FDA Investigating E. Coli Outbreak Linked to Spinach

The Food and Drug Administration (FDA) has launched an investigation into an E. coli outbreak linked to eating spinach.

Frank Yiannas, the FDA's deputy commissioner for food policy and response, said Tuesday that the agency was working with the Centers for Disease Control and Prevention (CDC) to determine the source of an outbreak that had sickened at least 10 people across seven states as of Monday. Although the investigation is ongoing, a focus has been placed on packaged baby spinach that was sold under the brand name Josie's Organics with a "best by" date of October 23, 2021.

"The FDA, along with the CDC and our state and local partners, is working to investigate a multistate outbreak of E. coli...associated with spinach consumption," Yiannas said in a statement. "Thus far, the FDA has traced supply chains for this product back to a small number of farms in two different geographic regions and is deploying investigators along the supply chains of interest."

"We are issuing this update early in our investigation as part of our continued commitment to transparency and early communication," he added. "As we continue working with our partners to determine if additional products could be affected, we're committed to providing updates as we learn more during our continuing traceback investigation, especially if there are any updates to this critical public health advice."

Baby Spinach E. coli Outbreak FDA CDC
The FDA has launched an investigation into an E. coli outbreak that caused illness across at least seven states and is associated with packaged baby spinach sold by Josie's Organics. Unpackaged leaves of baby spinach are seen in this undated file photo. CTRPhotos/Getty

Of the at least 10 people who were sickened in the outbreak, five reported eating spinach about a week before their symptoms began between October 15 and October 27. At least one person specifically reported eating Josie's Organics spinach. The infections occurred in Iowa, Indiana, Michigan, Minnesota, Missouri, Ohio and South Dakota.

The Minnesota Department of Agriculture reported on Monday that baby spinach packaged in a Josie's Organics clear plastic clamshell had tested positive for E. coli after being taken from the home of a sick person. Although the spinach had an October 23 expiration date and is no longer being sold, the FDA warned consumers to discard any remaining product, including any that may have been frozen. Those who have developed E. coli symptoms were urged to contact a health care professional.

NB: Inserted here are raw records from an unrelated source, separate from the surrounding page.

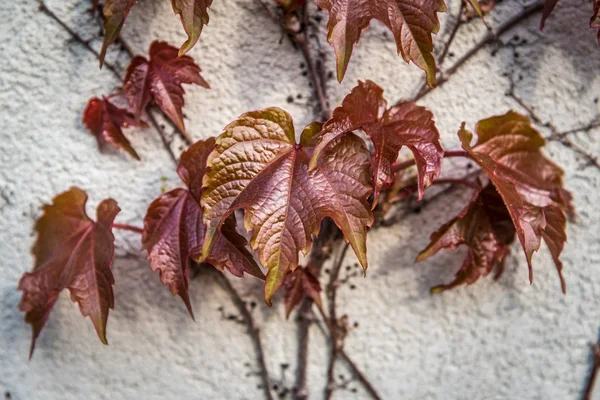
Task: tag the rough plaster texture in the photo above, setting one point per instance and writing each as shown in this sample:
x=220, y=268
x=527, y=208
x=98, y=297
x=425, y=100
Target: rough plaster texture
x=494, y=340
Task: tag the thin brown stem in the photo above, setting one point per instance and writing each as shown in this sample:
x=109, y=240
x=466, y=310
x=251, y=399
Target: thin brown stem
x=253, y=330
x=362, y=378
x=562, y=138
x=163, y=136
x=447, y=154
x=320, y=253
x=335, y=340
x=490, y=37
x=591, y=383
x=464, y=182
x=126, y=227
x=75, y=36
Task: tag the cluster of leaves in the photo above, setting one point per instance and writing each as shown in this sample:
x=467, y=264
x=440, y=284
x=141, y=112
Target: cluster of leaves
x=158, y=79
x=193, y=13
x=286, y=188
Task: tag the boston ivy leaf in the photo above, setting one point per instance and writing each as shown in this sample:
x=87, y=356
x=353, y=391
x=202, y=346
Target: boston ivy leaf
x=194, y=15
x=508, y=150
x=404, y=124
x=75, y=253
x=258, y=166
x=174, y=231
x=485, y=227
x=105, y=120
x=160, y=79
x=115, y=13
x=411, y=21
x=297, y=285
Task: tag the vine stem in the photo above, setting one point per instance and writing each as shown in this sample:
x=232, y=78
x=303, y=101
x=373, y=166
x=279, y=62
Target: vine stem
x=253, y=330
x=490, y=37
x=589, y=388
x=335, y=343
x=447, y=154
x=117, y=74
x=351, y=364
x=126, y=227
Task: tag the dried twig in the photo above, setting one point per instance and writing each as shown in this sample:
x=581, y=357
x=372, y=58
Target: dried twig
x=589, y=388
x=490, y=37
x=561, y=137
x=336, y=342
x=253, y=330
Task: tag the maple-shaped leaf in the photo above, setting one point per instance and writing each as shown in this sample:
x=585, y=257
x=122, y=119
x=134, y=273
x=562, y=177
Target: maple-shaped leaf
x=105, y=120
x=411, y=21
x=174, y=231
x=485, y=227
x=299, y=284
x=258, y=166
x=115, y=13
x=71, y=252
x=508, y=150
x=404, y=124
x=194, y=15
x=160, y=79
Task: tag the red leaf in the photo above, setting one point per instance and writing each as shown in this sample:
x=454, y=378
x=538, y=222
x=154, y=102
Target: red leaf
x=160, y=79
x=194, y=15
x=485, y=227
x=411, y=21
x=258, y=166
x=105, y=120
x=508, y=150
x=115, y=13
x=299, y=284
x=404, y=124
x=174, y=231
x=75, y=253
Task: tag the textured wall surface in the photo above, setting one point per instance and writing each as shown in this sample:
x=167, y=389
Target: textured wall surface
x=494, y=340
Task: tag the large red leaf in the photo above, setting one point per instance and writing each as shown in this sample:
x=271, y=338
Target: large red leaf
x=411, y=21
x=194, y=15
x=298, y=284
x=75, y=253
x=404, y=124
x=508, y=150
x=160, y=79
x=115, y=13
x=174, y=231
x=258, y=166
x=105, y=120
x=485, y=227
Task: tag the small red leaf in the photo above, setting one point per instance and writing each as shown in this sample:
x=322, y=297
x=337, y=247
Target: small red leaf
x=105, y=120
x=485, y=227
x=194, y=15
x=160, y=79
x=404, y=124
x=75, y=253
x=174, y=231
x=411, y=21
x=299, y=284
x=508, y=150
x=115, y=13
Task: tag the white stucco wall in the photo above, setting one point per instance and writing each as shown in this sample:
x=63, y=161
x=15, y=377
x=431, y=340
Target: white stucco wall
x=494, y=340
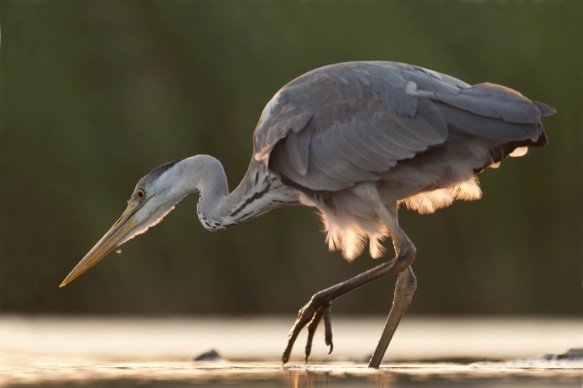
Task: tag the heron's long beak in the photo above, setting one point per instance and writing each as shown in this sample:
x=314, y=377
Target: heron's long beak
x=108, y=243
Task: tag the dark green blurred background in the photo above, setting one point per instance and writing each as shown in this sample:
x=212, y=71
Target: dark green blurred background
x=96, y=93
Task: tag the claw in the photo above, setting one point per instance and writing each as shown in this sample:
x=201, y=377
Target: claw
x=311, y=314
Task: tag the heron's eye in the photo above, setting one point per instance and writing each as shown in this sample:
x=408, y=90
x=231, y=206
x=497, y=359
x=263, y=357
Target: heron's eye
x=141, y=194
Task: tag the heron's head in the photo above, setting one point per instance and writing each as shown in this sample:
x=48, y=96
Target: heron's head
x=153, y=198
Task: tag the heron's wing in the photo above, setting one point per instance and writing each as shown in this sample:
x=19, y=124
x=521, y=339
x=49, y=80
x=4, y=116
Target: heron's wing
x=347, y=123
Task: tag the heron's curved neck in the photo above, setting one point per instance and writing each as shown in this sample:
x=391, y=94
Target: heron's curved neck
x=217, y=208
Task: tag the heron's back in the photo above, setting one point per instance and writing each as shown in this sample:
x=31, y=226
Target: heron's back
x=418, y=134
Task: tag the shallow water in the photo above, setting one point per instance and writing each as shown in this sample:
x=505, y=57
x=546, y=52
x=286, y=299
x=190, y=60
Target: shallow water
x=120, y=352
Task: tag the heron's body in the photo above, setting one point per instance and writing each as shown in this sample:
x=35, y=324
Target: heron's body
x=353, y=140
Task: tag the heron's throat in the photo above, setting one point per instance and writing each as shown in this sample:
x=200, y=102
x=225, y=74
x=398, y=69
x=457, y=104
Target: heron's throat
x=257, y=193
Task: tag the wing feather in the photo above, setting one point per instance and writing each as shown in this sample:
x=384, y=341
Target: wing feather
x=353, y=122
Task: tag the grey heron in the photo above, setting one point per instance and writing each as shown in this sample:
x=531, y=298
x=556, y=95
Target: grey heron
x=353, y=140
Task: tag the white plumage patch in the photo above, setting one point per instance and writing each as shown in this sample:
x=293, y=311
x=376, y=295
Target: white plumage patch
x=349, y=232
x=429, y=201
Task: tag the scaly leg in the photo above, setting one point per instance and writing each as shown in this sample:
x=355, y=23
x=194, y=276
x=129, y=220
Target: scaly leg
x=404, y=290
x=319, y=305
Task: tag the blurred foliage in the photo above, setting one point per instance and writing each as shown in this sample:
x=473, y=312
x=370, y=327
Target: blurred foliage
x=93, y=94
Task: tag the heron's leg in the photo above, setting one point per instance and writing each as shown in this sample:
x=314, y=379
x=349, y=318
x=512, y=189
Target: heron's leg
x=319, y=305
x=404, y=290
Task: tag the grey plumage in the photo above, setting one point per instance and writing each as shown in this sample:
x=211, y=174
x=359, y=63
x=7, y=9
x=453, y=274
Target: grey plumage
x=353, y=140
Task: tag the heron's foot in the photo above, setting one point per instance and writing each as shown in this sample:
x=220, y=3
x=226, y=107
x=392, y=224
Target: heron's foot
x=311, y=314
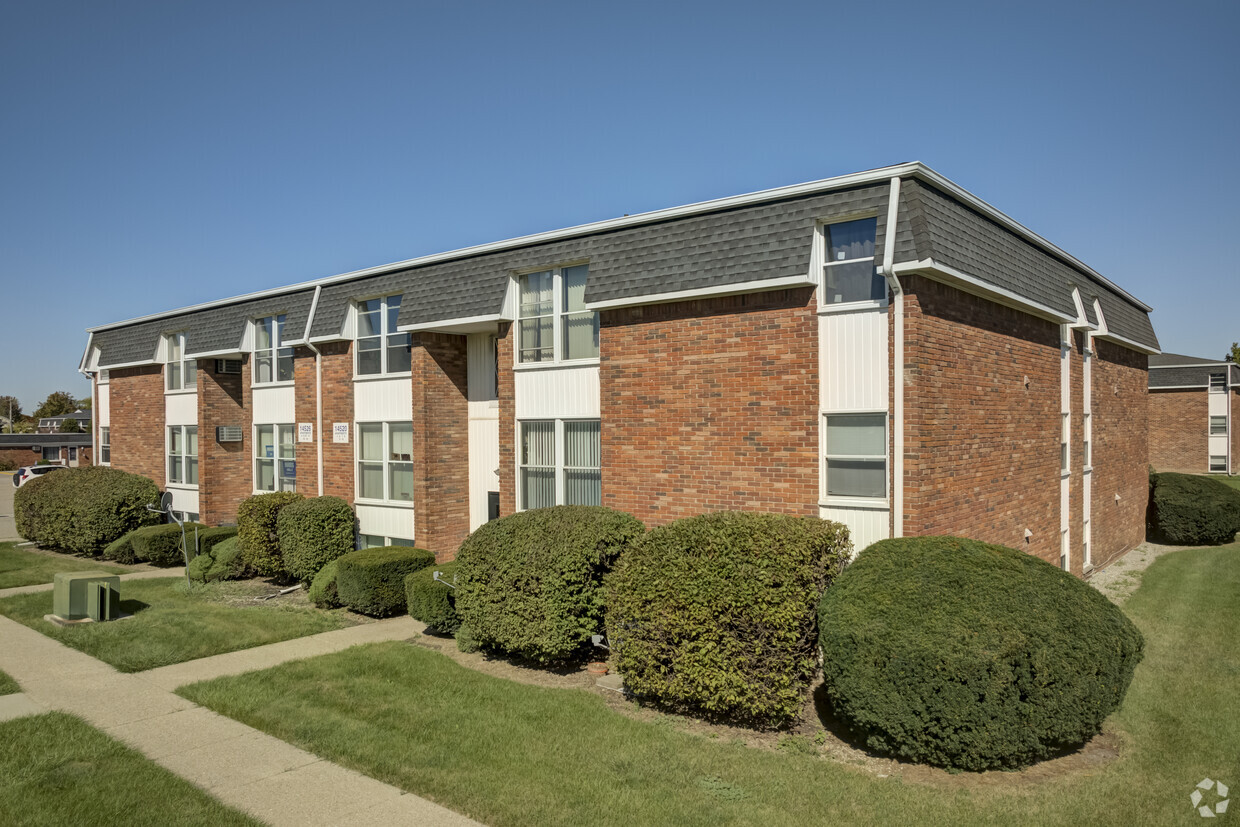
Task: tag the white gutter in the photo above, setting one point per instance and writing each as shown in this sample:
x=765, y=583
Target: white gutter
x=893, y=280
x=318, y=384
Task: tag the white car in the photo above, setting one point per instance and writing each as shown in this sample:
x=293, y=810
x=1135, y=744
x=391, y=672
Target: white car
x=24, y=475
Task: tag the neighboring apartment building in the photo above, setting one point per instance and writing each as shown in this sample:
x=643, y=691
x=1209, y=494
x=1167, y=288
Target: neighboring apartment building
x=879, y=349
x=1194, y=404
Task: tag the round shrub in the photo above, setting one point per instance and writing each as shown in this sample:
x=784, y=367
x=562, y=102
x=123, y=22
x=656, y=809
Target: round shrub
x=430, y=600
x=82, y=510
x=1193, y=510
x=323, y=590
x=964, y=655
x=314, y=532
x=257, y=531
x=531, y=583
x=371, y=582
x=717, y=614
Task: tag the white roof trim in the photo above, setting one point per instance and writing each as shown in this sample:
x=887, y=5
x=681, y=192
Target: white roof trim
x=761, y=285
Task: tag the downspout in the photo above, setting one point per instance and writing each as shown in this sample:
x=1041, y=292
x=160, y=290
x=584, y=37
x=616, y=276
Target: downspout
x=893, y=282
x=318, y=384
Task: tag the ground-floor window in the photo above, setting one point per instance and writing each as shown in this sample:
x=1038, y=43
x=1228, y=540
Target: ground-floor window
x=561, y=463
x=275, y=466
x=182, y=455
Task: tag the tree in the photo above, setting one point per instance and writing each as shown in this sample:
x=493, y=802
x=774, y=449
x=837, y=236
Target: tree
x=56, y=404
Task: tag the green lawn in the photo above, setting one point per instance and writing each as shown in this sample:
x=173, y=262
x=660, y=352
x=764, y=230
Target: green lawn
x=172, y=624
x=57, y=770
x=19, y=567
x=513, y=754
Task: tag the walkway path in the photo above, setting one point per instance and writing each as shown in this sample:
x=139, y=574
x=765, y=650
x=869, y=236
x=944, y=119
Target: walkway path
x=243, y=768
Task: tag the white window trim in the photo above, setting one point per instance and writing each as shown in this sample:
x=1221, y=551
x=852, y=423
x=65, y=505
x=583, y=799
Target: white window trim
x=558, y=468
x=557, y=314
x=383, y=336
x=386, y=461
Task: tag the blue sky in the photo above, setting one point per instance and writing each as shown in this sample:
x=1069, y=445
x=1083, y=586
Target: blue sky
x=161, y=154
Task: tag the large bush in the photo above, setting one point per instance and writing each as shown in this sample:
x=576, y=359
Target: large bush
x=82, y=510
x=257, y=531
x=531, y=583
x=717, y=614
x=371, y=582
x=314, y=532
x=964, y=655
x=1189, y=510
x=433, y=601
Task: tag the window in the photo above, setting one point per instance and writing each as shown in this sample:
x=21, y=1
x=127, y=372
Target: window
x=380, y=347
x=275, y=466
x=857, y=455
x=554, y=324
x=273, y=362
x=850, y=273
x=181, y=373
x=573, y=475
x=385, y=461
x=182, y=455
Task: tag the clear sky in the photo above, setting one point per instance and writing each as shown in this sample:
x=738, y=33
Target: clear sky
x=163, y=154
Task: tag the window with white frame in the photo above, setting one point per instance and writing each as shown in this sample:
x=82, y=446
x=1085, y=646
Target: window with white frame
x=275, y=466
x=381, y=349
x=385, y=461
x=180, y=373
x=273, y=361
x=857, y=455
x=554, y=325
x=182, y=455
x=850, y=273
x=561, y=463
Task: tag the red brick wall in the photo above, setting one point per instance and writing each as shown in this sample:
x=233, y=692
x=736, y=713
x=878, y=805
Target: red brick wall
x=981, y=446
x=137, y=406
x=440, y=443
x=1179, y=427
x=226, y=473
x=1121, y=382
x=707, y=406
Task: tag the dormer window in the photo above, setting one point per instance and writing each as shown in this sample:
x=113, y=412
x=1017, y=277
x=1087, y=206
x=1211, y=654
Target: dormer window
x=381, y=349
x=273, y=362
x=180, y=373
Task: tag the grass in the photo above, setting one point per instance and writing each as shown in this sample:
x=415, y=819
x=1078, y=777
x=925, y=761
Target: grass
x=19, y=567
x=57, y=770
x=513, y=754
x=172, y=624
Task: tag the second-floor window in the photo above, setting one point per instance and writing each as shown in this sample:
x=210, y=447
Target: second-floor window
x=273, y=362
x=180, y=373
x=381, y=349
x=554, y=324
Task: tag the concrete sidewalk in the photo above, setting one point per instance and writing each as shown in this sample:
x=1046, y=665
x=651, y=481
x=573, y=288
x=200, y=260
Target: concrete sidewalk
x=241, y=766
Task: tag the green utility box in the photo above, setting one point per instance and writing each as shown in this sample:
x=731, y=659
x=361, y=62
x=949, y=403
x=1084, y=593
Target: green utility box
x=78, y=595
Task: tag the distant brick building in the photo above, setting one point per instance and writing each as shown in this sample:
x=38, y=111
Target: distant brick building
x=881, y=349
x=1194, y=404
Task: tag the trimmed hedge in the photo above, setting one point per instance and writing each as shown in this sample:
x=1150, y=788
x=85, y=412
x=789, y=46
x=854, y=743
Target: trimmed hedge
x=257, y=531
x=83, y=510
x=323, y=590
x=371, y=580
x=222, y=562
x=717, y=614
x=531, y=583
x=1189, y=510
x=314, y=532
x=432, y=601
x=959, y=654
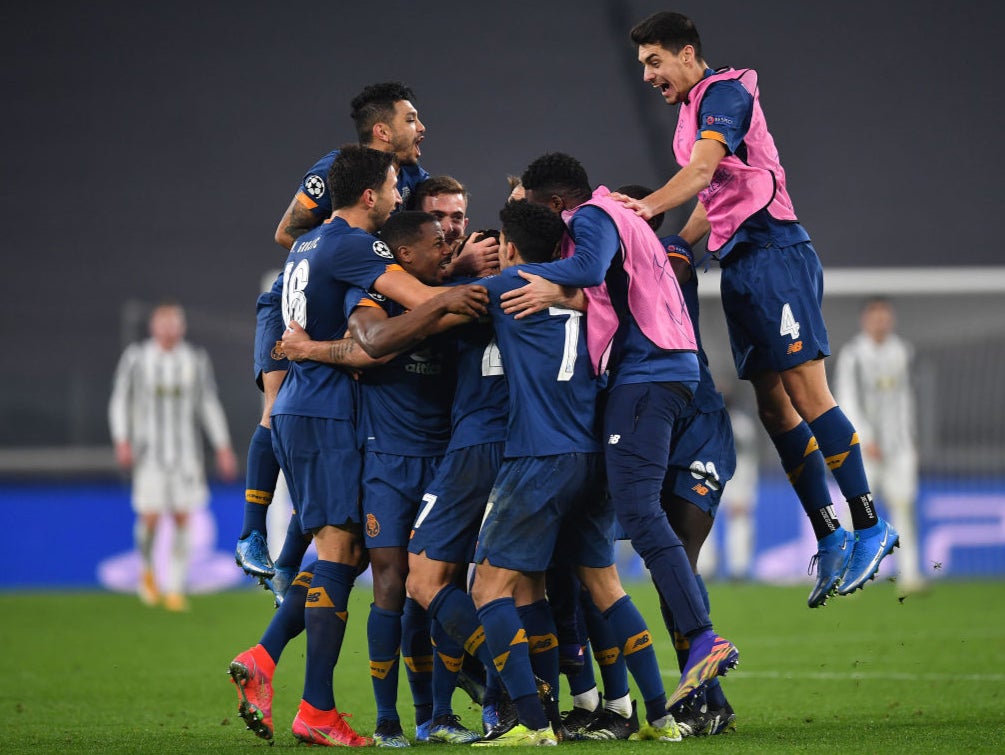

While some E. coli infections are mild, others can be life-threatening, according to the CDC. Symptoms include severe stomach cramping, vomiting and diarrhea that is often bloody. Mild fevers can also develop, usually under 101 degrees Fahrenheit. Although most recover within seven days, up to 10 percent of E. coli infections come with a dangerous complication known as Hemolytic Uremic Syndrome (HUS).

HUS usually develops about 7 days after the first symptoms while most are recovering from the illness. Symptoms include decreased urination, lethargy and loss of color in the cheeks and lower eyelids. Those who develop HUS need to be hospitalized since the syndrome can cause damage to kidneys that may lead to kidney failure and death.

Newsweek reached out to the CDC and Josie's Organics for comment.